Note: The following forms (initiator’s role, active listener’s role, evaluator’s role) are given to the respective people, with the active listener’s role being given to you, the trainee.
The next sheet is for the person playing the initiator.
Initiator’s Role (The initiator is to be played by the same actor for all trainees.)
Instructions for the Initiator Beginning with scenario 1, read the sentence describing the scenario carefully; wait until the trainee is ready, and then read the comment in bold next to the Scenario in an angry manner.
Wait until you are told by the evaluator to move to the next scenario and follow the instructions above.
Test Scenario 1
You were just asked by your supervisor (the trainee) to serve on the same committee again. You are angry that they always ask you.
You start. Say angrily: “OH, NO YOU DON’T. I’VE BEEN ON THAT COMMITTEE THREE YEARS IN A ROW AND IT TAKES UP TOO MUCH TIME!”
Test Scenario 2
Your supervisor just talked to you about following procedures. You think, Why me? After all, no one follows procedures.
You start.
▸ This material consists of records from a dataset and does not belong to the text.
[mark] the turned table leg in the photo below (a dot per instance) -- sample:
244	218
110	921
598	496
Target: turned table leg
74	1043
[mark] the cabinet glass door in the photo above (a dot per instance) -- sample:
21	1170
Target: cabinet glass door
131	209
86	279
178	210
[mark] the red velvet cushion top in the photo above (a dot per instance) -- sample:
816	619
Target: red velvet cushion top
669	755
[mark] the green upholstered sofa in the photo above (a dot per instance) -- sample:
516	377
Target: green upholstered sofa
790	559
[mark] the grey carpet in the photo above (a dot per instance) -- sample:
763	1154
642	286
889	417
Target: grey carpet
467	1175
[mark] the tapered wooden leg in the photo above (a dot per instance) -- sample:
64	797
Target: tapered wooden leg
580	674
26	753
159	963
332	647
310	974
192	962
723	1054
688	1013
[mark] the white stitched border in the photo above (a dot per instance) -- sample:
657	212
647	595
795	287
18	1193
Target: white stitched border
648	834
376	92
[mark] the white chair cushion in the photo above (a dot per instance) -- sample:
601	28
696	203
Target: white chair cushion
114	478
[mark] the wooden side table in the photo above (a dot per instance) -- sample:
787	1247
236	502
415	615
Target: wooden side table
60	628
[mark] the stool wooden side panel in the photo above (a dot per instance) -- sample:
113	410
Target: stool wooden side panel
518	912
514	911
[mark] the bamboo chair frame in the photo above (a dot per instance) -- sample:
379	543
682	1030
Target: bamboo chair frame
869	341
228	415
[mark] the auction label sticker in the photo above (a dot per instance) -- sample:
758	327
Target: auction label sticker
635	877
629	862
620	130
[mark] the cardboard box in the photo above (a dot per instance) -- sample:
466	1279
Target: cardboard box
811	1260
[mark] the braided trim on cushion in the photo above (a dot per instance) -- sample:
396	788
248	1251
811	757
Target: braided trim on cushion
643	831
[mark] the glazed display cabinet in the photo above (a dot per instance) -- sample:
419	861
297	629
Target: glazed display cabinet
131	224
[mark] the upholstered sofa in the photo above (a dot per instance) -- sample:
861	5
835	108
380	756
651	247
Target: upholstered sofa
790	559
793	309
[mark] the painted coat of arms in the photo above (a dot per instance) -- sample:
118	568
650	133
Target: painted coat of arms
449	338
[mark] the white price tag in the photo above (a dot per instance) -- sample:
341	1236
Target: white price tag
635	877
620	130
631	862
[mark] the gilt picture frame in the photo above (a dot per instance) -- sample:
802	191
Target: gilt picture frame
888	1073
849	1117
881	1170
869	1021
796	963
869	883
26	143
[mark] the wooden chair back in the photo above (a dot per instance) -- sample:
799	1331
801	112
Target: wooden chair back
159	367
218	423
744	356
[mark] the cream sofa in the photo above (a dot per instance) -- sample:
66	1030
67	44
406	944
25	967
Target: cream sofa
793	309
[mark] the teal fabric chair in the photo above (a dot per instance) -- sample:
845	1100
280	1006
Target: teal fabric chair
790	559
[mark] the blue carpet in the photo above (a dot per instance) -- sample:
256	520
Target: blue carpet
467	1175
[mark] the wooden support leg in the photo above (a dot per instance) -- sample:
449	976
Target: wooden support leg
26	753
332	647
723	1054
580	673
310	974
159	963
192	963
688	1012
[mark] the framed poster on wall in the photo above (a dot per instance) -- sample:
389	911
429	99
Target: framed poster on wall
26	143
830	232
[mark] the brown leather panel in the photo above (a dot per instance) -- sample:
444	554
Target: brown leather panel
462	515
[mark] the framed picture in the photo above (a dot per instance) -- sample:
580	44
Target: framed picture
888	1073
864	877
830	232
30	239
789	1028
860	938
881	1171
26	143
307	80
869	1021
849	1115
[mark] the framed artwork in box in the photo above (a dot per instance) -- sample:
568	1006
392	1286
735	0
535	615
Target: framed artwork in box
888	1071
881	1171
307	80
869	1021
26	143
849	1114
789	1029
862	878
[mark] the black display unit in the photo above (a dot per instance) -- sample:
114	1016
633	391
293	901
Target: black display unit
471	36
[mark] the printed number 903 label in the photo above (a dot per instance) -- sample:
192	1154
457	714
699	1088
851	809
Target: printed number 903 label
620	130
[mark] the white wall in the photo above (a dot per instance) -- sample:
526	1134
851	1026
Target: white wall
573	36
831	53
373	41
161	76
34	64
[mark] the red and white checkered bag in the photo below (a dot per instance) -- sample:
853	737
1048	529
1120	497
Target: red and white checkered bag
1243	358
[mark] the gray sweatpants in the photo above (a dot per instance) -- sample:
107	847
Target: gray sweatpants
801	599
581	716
Say angrily: “WHY ARE YOU PICKING ON ME ALL THE TIME? I’M NOT THE ONLY ONE WHO DOESN’T FOLLOW THESE STUPID PROCEDURES!”
Test Scenario 3
You were just asked by your supervisor for a second time today whether you will be attending the weekly meeting.
You say angrily: “I ALREADY TOLD YOU, I CAN’T ATTEND THE WEEKLY MEETING BECAUSE I HAVE TO COMPLETE THE STAFF REPORTS FOR TOMORROW!”
And so forth (for a total of 5).
The next sheet is for the trainee.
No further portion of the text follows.